Calixto Bieito, a director previously described as "the bad boy" of European theatre brings to The REP an exploration of emotion, mental illness, lust and frustration. Delivered through recitals of poetry, writings of philosophers and classical music from The Heath Quartet, The String Quartet’s Guide To Sex And Anxiety makes a solid attempt to break boundaries in experimental theatre.
There is something incredibly striking about what Bieito has created, particularly within his and Annemarie Bulla’s design. For starters the stage extends past the proscenium arch to allow the performers to get right up in the audience's faces. Perhaps this is a metaphor for the presence of anxiety, depression and all forms of mental illness in society and an attempt to break down the taboo of discussing it. Also, the stage is filled with stacks of dozens of chairs and a cluster of music stands. Throughout the show they are thrown about, knocked over, torn apart and at times stacked tidily almost reflecting the mind of someone with anxiety, like organised chaos. But the vast sweeping stage of The REP dwarfs the performers while they retain a sense of intimacy in their performances, creating a powerful contradiction.

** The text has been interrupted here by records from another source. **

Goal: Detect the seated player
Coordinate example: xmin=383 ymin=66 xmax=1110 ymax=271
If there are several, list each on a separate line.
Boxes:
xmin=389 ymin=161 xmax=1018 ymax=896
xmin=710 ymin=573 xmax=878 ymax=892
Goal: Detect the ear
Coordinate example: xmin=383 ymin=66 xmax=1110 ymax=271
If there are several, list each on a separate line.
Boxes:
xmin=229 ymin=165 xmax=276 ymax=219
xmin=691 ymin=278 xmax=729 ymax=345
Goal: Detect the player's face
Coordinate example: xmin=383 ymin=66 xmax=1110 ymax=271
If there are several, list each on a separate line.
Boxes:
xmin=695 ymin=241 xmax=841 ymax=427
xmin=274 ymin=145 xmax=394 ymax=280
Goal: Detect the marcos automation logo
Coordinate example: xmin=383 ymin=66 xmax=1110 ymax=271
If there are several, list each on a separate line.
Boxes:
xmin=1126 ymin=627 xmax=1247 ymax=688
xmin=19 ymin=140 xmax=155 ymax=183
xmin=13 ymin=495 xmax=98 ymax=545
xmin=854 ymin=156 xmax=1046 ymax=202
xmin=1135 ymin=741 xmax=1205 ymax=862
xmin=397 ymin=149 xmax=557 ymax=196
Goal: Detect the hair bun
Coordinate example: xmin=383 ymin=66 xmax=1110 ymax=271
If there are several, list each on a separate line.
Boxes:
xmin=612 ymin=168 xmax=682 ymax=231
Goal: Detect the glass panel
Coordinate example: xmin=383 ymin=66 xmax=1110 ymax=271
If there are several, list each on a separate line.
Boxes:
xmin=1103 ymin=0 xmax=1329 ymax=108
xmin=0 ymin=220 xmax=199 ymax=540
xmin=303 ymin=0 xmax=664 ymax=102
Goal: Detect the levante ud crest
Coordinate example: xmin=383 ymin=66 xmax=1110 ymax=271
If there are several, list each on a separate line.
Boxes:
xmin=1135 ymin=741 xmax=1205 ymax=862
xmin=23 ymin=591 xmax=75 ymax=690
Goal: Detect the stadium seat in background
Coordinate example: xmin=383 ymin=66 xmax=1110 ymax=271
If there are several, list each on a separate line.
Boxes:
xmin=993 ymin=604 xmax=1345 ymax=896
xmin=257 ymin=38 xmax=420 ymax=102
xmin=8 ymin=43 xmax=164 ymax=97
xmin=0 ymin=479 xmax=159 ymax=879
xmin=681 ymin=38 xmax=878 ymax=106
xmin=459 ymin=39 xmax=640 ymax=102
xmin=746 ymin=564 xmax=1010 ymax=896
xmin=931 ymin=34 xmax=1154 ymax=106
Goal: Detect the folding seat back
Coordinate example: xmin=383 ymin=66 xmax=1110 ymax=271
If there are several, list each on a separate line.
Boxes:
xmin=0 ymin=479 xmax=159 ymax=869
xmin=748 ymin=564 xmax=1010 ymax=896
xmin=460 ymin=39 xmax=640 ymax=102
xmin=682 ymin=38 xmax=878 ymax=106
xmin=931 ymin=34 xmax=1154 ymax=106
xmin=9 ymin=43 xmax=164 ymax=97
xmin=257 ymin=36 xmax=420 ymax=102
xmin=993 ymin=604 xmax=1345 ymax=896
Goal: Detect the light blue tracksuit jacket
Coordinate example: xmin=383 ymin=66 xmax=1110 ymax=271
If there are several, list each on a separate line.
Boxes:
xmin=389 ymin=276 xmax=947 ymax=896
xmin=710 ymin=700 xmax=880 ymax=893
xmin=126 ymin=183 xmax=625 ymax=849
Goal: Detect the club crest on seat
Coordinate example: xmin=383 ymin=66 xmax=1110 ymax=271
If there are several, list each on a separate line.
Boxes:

The Heath Quartet are not providing their glorious renditions of Ligeti’s String Quartet No.2 and Beethoven’s String Quartet No. 11, Opus 95 as simply a soundtrack for the evening, but the music integrates with the performers in a unique way reflecting their mental states. They also have a powerful effect on the audience, adding suspense, surprise and uncertainty to the piece, almost like another character altogether in this show. Even when they are not playing it is difficult to differentiate them from the actors.
The cast of four portray unnamed characters with different stages of mental illness and how visibly recognisable it is within them. Miltos Yerolemou opens the show reciting Robert Burton’s The Anatomy of Melancholy. Armed with his glasses and notepad, like a therapist, he subtly portrays his character with internal pain, while Mairead McKinley is constantly wandering the stage, physically distressed with a sex-addicted personality. Nick Harris is continually fidgeting with props around him in an OCD-like manner; he also has many phobias and medications which he lists – providing a few of the laughs. Cathy Tyson subtly builds up to her heart-breaking recital of Stig Dagermann’s To Kill A Child showing a completely different side of mental illness. There is no denying that these actors are brilliantly talented in evoking this sensitive subject, which they do so with grace and subtly in a harrowing way.
For some, this production may be seen as a bit too avant-garde. It is not exactly the lightest of material to watch, the sexual language and nature is not one for the faint-hearted. Nor may it be seen as the most appealing of shows if you are not used to this type of production, but full kudos must be given to this company and Bieito in tackling such a sensitive, but prevalent subject in a deeply theatrical way. This piece may not have the best structure nor may it be completely clear of what it is, but perhaps that is its intention, as mental illness isn’t clear or structured, it is unpredictable, devastating and an ordeal of emotion. This show is brave, daring and experimental which makes it right for a non-commercial theatre like The REP to produce and is a well-programmed and thought-provoking piece during Mental Health Awareness Week.
The String Quaret’s Guide To Sex And Anxiety runs until Saturday 19th May at the Birmingham Repertory Theatre.